Habermas is wrong to conclude from their focus on reinterpreting traditions and identities that what is involved in the new movements is only an anti-insti­tutional, cultural politics. The movements also generate new solidarities, alter the associational structure of civil society, and create a plurality of new public spaces while expanding and revitalizing spaces that are already institutionalized. This involves challenging the roles that mediate between system and lifeworld. The other side of contemporary collective action, however, entails institutional change along the dimension of social integration. It involves conflict over social relations in civil institutions ranging from the family to the public spheres.
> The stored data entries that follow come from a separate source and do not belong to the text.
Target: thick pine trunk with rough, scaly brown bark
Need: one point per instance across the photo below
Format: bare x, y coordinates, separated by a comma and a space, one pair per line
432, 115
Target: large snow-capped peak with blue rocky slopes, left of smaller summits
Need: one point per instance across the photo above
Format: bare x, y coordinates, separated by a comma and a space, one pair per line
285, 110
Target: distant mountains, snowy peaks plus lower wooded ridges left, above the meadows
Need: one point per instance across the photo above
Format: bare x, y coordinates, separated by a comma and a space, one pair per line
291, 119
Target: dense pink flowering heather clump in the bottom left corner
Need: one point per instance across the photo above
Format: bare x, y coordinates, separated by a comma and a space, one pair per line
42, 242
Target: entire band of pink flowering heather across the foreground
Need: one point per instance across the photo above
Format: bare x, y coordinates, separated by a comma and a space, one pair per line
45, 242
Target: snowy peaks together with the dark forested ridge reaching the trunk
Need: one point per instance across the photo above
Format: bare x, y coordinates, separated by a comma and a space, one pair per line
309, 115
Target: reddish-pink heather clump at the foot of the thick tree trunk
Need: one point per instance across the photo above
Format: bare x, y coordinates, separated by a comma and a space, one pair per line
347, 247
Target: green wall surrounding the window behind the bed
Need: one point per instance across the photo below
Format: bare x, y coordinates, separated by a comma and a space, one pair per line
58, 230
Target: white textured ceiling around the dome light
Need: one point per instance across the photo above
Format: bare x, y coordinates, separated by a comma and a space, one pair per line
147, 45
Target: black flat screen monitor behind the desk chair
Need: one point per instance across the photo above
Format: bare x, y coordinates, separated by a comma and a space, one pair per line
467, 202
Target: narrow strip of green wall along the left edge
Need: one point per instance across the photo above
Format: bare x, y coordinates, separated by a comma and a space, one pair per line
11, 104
Habermas’s tendency to view the subsystems as “self-referentially closed” screens out from view the possibility of institutional reform in these domains, as well. His overly rigid separation of the domains of system and lifeworld blinds him to the offensive strategies of contemporary movements aimed at creating or democratizing receptors within the subsystems, for it makes success tautologically impossible. Consequently, his account of movements does not do justice to the thesis of institutional doubleness to which the dual logic of the movements is addressed. He is thus led to a reductive analysis of the ecology, citizen initiative, green, and youth movements and to miscon­strue the dual logic when he does perceive it, as in the case of feminism.

A reconstruction of the system/lifeworld distinction along the lines of a theory of civil society corrects these two blind spots. On the one hand, it translates the concept of the lifeworld into the institutional articulation of a civil society secured by rights. On the other hand, it recognizes that there are receptors for the influence of civil society within political (and economic) society and that these can, within limits, be added to and democratized. Consequently, in this version of the dualistic conception of society, the dual logic of all the new movements can come into view. This approach enables us to see that movements operate on both sides of the system/lifeworld divide, and is thus able to accommodate the contributions of both paradigms of collective action.
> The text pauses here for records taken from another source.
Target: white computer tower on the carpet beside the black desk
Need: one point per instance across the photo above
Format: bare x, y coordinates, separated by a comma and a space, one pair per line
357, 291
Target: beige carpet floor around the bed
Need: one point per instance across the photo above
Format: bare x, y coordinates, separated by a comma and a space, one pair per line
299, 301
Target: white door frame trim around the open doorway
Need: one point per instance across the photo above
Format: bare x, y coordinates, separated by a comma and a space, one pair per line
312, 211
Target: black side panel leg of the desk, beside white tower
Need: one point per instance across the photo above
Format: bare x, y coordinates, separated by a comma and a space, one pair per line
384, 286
This framework also yields a more synthetic interpretation of the mean­ing of “defensive” and “offensive” collective action than can be found in any of the approaches discussed above. On this account, the “defensive” aspect of the movements involves preserving and developing the communicative infrastructure of the lifeworld. This formulation captures the dual aspect of movements discussed by Touraine, as well as Habermas’s insight that move­ments can be the carriers of the potentials of cultural modernity. This is the sine qua non for successful efforts to redefine identities, to reinterpret norms, and to develop egalitarian, democratic associational forms. The expressive, normative, and communicative modes of collective action have their proper place here; but this dimension of collective action also involves efforts to secure institutional changes within civil society that correspond to the new meanings, identities, and norms that are created.
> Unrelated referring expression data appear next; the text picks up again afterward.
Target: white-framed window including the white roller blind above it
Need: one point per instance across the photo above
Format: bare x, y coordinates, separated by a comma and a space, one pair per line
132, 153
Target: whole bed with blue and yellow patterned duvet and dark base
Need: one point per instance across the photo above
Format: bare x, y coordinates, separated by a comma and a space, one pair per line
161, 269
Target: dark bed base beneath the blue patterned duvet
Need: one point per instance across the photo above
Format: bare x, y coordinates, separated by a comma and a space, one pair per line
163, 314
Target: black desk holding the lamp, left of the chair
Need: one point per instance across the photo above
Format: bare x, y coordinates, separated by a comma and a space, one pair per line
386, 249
The “offensive” aspect of collective action targets political and economic society—the realms of “mediation” between civil society and the subsystems of the administrative state and the economy. Certainly, this involves the development of organizations that can exert pressure for inclusion within these domains and extract benefits from them. The strategic/instrumental modes of collective action are indispensable for such projects. But the offen­sive politics of the new movements involve not only struggles for money or political recognition, but also a politics of influence targeting political (and

perhaps economic) insiders and (self-limiting) projects of institutional reform. How else are we to understand attempts to make the subsystems more receptive to new issues and concerns, more responsive to the needs and self-understanding of actors in civil society, and more internally democratic than they are now? In other words, those elements of the new movements that target political society (and will one day perhaps target economic soci­ety as well) articulate a project of self-limiting, democratic institutional reform aimed at broadening and democratizing the structures of discourse and compromise that already exist in these domains.